SOME OF GEORGIA’S PROBLEMS ARE ITS OWN CREATION
The Messenger, Georgia
Nov 27 2006
Friday saw the third anniversary of the Rose Revolution, and the event
was marked in Tbilisi with pomp and circumstance, monuments dedicated,
arias sung and folk dance performed, and the Estonian and Ukrainian
presidents arriving to show support.
However, there were also some unpleasant surprises on November 23,
which is also the Saints day of Georgia’s patron St. George. Berlin
based Transparency International (TI) issued a stinger of a report,
which lambastes the political system established after the revolution,
going so far as to say it "has been likened" with Putin’s Russia,
and even the Central Asian states-none of which are known for being
‘beacons of democracy’. As if this wasn’t bad enough, the International
Crisis Group (ICG), an international conflict prevention organisation
based in Brussels, poured cold water on Georgia’s civil integration
achievements.
The TI report suggests that, rather than becoming a ‘French style’
semi presidential system, with a president and an autonomous prime
minister, it has in effect created a super presidential system. It
says that while everybody welcomed the structural change that put a
prime minister at the head of a cabinet of ministers, in reality there
is no checks to the president’s authority. It must make difficult
reading for the government (who are a major German charm offensive
in anticipation of the upcoming German presidency of the EU), and it
certainly doesn’t mice its words. It even suggests that certain things
might have been better in the bad old days of Shevardnadze-almost
blasphemous in Georgia today. Parliament is said to be "at the mercy"
of the president, even a "presidential body" or a "rubber stamp". It
points out that the constitutional amendments of 2004, which handed
the president the right to veto and introduce legislation, disband
parliament and more, was what Shevardnadze had tried to initiate in
1998, but was prevented from doing by the very young reformers that
now make up much of the government.
The "personalisation" of power is certainly a worrying trend, and we
can only hope decision makers take heed of the conclusions drawn by
TI, but the ICG report makes for equally disconcerting reading. The
ICG say that Tbilisi has "done little" to integrate Georgia’s large
Armenian and Azeri minorities-which constitute over 12 percent of
the population-and that more attention must be paid to address their
grievances if Georgia "is to avoid further conflict".

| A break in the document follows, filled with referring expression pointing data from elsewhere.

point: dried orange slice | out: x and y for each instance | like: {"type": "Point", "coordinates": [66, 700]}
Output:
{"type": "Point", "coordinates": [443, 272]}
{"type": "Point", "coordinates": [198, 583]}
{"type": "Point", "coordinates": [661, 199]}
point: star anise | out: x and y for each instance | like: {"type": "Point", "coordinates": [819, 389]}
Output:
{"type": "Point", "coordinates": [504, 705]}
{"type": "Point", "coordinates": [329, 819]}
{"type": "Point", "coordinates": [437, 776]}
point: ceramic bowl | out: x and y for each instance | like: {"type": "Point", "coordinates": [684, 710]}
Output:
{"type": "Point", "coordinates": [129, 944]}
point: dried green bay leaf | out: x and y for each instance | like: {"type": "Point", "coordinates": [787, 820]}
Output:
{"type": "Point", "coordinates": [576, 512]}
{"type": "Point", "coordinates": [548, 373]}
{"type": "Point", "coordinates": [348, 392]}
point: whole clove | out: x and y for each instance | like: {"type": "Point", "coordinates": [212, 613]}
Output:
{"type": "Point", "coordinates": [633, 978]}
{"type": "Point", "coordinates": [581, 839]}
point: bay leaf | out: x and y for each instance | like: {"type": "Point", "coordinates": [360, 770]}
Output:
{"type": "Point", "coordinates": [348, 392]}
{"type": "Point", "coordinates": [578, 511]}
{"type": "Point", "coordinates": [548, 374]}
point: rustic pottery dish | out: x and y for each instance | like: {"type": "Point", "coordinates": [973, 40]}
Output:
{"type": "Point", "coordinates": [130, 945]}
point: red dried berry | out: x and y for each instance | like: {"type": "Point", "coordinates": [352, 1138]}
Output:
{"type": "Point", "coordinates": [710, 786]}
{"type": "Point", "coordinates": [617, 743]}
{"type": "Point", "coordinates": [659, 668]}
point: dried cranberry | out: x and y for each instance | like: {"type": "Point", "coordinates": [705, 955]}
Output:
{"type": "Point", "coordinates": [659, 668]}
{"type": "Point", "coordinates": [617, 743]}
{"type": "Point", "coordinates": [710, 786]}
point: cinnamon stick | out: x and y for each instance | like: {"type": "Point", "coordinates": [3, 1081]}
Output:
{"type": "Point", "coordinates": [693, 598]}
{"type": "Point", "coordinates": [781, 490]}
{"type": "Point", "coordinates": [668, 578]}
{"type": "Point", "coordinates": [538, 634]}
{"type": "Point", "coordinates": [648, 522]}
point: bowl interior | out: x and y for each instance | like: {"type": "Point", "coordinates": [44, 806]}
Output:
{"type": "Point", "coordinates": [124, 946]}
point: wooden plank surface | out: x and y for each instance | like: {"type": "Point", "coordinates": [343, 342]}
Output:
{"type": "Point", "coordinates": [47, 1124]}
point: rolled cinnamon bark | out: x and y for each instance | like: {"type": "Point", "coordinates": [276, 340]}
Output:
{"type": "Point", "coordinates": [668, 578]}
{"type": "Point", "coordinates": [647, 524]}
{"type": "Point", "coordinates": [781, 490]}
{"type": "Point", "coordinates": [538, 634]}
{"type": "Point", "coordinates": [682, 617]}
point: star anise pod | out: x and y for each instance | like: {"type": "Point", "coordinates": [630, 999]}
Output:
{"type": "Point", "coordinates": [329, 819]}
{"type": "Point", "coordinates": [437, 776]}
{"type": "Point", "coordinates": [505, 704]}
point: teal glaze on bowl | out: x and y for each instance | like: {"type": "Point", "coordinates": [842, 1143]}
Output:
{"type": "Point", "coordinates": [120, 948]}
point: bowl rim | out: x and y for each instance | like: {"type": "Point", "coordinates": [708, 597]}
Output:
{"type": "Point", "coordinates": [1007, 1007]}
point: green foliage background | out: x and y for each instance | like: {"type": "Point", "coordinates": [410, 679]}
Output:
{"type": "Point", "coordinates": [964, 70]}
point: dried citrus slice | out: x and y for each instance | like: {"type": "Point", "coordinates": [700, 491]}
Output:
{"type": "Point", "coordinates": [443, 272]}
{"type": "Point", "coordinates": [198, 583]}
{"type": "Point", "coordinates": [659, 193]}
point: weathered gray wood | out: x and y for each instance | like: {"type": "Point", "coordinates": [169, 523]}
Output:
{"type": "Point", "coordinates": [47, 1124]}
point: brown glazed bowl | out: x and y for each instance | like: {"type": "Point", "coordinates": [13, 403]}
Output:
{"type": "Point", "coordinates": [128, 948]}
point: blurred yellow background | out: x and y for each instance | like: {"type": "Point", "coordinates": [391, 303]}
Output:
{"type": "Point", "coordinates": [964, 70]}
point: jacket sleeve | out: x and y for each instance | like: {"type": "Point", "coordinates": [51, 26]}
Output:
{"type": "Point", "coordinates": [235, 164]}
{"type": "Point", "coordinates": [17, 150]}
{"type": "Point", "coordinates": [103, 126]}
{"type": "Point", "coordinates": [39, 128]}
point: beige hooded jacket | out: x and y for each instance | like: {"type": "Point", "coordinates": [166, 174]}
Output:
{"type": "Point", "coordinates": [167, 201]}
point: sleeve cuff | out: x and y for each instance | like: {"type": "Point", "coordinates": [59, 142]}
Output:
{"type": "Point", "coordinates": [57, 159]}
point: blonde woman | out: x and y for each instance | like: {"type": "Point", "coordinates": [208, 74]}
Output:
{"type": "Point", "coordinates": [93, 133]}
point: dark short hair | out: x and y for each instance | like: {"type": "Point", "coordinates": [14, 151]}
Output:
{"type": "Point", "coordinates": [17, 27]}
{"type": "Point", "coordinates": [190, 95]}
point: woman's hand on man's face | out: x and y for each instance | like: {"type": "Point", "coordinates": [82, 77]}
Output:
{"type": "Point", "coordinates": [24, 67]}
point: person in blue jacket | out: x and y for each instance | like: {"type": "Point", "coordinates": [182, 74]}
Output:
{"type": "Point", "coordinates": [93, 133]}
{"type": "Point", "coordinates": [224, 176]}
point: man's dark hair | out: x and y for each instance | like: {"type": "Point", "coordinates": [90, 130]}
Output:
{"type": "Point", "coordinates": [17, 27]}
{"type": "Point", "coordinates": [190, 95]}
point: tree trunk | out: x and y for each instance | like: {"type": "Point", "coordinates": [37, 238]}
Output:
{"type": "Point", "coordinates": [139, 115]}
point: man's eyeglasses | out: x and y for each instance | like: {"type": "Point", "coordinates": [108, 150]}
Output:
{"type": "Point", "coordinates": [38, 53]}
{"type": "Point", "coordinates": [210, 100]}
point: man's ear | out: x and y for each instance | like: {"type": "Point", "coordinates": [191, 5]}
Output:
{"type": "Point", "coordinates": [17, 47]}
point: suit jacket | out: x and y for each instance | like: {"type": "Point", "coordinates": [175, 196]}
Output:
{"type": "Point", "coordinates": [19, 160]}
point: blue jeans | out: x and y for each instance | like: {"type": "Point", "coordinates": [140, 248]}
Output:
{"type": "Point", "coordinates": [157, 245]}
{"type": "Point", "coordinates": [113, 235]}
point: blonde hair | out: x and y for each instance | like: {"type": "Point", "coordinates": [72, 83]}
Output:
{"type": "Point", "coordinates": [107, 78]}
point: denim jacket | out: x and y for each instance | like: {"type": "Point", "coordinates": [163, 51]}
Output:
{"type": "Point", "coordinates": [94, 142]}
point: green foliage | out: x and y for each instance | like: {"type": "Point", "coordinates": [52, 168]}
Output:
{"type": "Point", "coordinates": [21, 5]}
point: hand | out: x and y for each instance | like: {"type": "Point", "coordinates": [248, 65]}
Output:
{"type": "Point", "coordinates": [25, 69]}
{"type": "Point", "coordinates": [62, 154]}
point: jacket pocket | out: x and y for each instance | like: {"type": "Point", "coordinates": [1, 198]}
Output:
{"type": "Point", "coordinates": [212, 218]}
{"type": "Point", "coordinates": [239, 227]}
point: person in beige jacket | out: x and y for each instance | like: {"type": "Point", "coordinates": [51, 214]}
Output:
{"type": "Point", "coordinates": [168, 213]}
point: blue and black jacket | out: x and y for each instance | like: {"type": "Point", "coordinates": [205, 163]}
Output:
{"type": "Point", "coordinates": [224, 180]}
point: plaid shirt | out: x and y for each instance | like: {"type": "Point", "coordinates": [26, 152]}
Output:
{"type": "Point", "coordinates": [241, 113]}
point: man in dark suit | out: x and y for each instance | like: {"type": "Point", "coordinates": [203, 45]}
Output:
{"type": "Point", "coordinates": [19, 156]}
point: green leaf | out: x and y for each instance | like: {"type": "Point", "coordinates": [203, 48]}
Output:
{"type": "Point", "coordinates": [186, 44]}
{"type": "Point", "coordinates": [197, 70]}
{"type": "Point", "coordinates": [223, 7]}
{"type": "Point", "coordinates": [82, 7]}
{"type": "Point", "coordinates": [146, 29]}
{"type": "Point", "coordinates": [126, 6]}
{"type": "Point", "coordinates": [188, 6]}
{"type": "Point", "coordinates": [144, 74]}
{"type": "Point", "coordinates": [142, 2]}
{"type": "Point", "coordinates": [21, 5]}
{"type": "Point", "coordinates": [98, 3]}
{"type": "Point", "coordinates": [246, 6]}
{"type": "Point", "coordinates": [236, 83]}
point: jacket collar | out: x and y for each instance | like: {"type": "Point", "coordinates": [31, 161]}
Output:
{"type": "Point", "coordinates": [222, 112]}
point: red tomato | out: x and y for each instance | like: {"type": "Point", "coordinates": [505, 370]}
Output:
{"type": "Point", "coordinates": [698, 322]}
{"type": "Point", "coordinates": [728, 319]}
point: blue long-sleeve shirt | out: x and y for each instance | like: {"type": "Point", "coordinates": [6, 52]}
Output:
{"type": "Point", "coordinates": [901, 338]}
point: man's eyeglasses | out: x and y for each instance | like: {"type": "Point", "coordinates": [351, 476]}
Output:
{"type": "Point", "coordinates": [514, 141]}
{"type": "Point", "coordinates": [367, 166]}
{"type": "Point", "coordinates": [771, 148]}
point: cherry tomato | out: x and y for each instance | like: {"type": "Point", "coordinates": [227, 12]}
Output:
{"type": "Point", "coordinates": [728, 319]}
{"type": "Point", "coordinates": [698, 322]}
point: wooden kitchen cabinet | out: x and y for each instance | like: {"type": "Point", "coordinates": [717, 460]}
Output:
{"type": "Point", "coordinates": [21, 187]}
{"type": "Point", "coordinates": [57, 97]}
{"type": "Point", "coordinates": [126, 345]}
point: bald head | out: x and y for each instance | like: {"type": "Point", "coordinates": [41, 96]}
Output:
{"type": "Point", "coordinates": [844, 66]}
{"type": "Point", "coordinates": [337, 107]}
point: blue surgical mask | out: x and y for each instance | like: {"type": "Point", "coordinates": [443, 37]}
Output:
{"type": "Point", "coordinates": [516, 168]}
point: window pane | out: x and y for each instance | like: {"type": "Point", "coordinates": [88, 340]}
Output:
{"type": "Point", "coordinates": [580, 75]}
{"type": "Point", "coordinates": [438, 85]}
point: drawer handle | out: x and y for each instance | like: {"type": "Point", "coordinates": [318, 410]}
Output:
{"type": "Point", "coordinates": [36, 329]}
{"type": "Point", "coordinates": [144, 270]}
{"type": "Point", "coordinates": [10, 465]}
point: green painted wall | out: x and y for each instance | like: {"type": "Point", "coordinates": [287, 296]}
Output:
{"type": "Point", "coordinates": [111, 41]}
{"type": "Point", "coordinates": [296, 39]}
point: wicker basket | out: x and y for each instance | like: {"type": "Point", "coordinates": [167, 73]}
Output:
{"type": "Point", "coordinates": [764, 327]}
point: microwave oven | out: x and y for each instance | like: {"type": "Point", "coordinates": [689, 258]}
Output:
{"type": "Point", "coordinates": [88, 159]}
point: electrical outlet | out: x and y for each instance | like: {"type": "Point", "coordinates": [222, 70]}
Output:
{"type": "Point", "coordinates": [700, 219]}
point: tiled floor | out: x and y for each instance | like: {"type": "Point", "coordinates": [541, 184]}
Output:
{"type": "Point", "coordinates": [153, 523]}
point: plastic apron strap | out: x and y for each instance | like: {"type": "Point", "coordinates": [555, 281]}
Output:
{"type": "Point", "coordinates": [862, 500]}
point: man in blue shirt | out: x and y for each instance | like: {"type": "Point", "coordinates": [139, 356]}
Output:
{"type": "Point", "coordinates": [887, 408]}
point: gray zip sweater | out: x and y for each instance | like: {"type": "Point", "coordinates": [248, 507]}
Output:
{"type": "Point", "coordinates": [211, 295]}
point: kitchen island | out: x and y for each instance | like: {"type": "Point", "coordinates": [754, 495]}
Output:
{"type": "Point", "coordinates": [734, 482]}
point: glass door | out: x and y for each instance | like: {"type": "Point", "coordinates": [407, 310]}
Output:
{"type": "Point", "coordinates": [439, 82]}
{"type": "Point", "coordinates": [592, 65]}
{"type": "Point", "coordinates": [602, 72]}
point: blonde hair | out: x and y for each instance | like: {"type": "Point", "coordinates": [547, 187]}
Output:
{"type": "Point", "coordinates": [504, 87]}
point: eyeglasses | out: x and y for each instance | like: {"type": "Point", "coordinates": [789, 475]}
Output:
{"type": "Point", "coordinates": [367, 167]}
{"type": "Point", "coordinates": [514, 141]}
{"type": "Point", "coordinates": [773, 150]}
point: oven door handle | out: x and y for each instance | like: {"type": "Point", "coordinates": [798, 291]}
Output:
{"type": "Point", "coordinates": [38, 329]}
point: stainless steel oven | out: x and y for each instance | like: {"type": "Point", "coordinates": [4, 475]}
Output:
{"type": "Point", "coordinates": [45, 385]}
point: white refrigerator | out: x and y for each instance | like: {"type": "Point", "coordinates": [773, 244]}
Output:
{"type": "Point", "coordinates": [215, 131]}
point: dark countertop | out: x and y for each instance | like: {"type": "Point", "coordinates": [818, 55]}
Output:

The figures speak for themselves: in the predominantly Armenian
populated district of Akhalkalaki-due to electoral districts created
in Tbilisi-there is one local government representative for every
670 Georgian inhabitants, and one for every 3382 Armenians. There
are five Armenian and three Azeri MPs, therefore over 12 percent of
the population is represented by just over 3 percent of MPs. There
are no Azeris working in the presidential administration, the highest
ranking Armenian is the deputy energy minister. The ICG is a master of
understatement when it calls Georgia’s ministry for civil integration
"weak", it has a paltry budget of just over USD 100 000.
These reports, taken together, point to some of the fundamental
failures and omissions in the strategy of the new government:
coming to power on a platform of freedom and democracy, it has
created a system where there are fewer checks and balances, and
hobbled parliament. Placing territorial integrity at the core of its
platform, it has done very little to reach out to the two biggest
ethnic minorities in Georgia, who have not made any territorial
demands on Tbilisi.
The successes of the last three years must be underpinned by a
system that is democratic and free enough in its fabric to be able to
withstand potential crises that lie ahead, and Georgia must transform
itself into a nation where ethnicity is no longer the trump card if
it is ever to peacefully return the secessionist territories.